Second Cup has formed an alliance with National Access Cannabis Corporation (symbol META on the Toronto Venture Exchange). National operates 10 medical cannabis clinics that connect Canadians with licensed producers. The clinic’s staff offer patients an education session and provide liaison services with licensed producers. This assists patients in selecting strains of medical cannabis based on their condition and medical needs.

The two companies planned to convert some of Second Cup’s outlets into cannabis retail stores (which will operate under the “Meta Cannabis Supply Co.” banner) and vaping lounges.

Second Cup and National will equally own the new cannabis stores and share the conversion costs. National will operate them.

The partners are now converting two Second Cup stores in Alberta. They have yet to reveal how many coffee shops they expect to convert but have identified several stores in Ontario that could become cannabis dispensaries.

As part of the agreement, National issued 5 million warrants to Second Cup. These warrants, with an exercise price of $0.91, will expire on April 12, 2023; National’s current share price is $0.55.

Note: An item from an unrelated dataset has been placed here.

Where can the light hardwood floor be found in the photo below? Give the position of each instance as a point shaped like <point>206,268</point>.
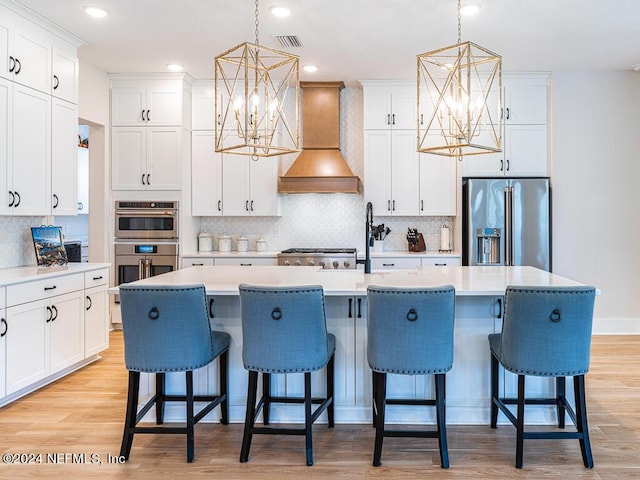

To help pay for the conversion costs, in May 2018 the company sold 2.9 million common shares at $3.45 a share for proceeds of $10.0 million.

The stock jumped to $4.05 on April 16, 2018, on news of the deal with National. It has since dropped back to its current price. The venture with National offers growth prospects but will face considerable competition in a market where supply networks and customer demand are still uncertain. Still, Second Cup’s established store network and expertise in serving customers could give it a bit of an edge.

The company is now conducting a strategic review of its operations. That could lead to the sale of company-owned stores, or perhaps the entire company. It may also pursue acquisitions of certain coffee and food brands.

Second Cup is okay to hold, but only for aggressive investors.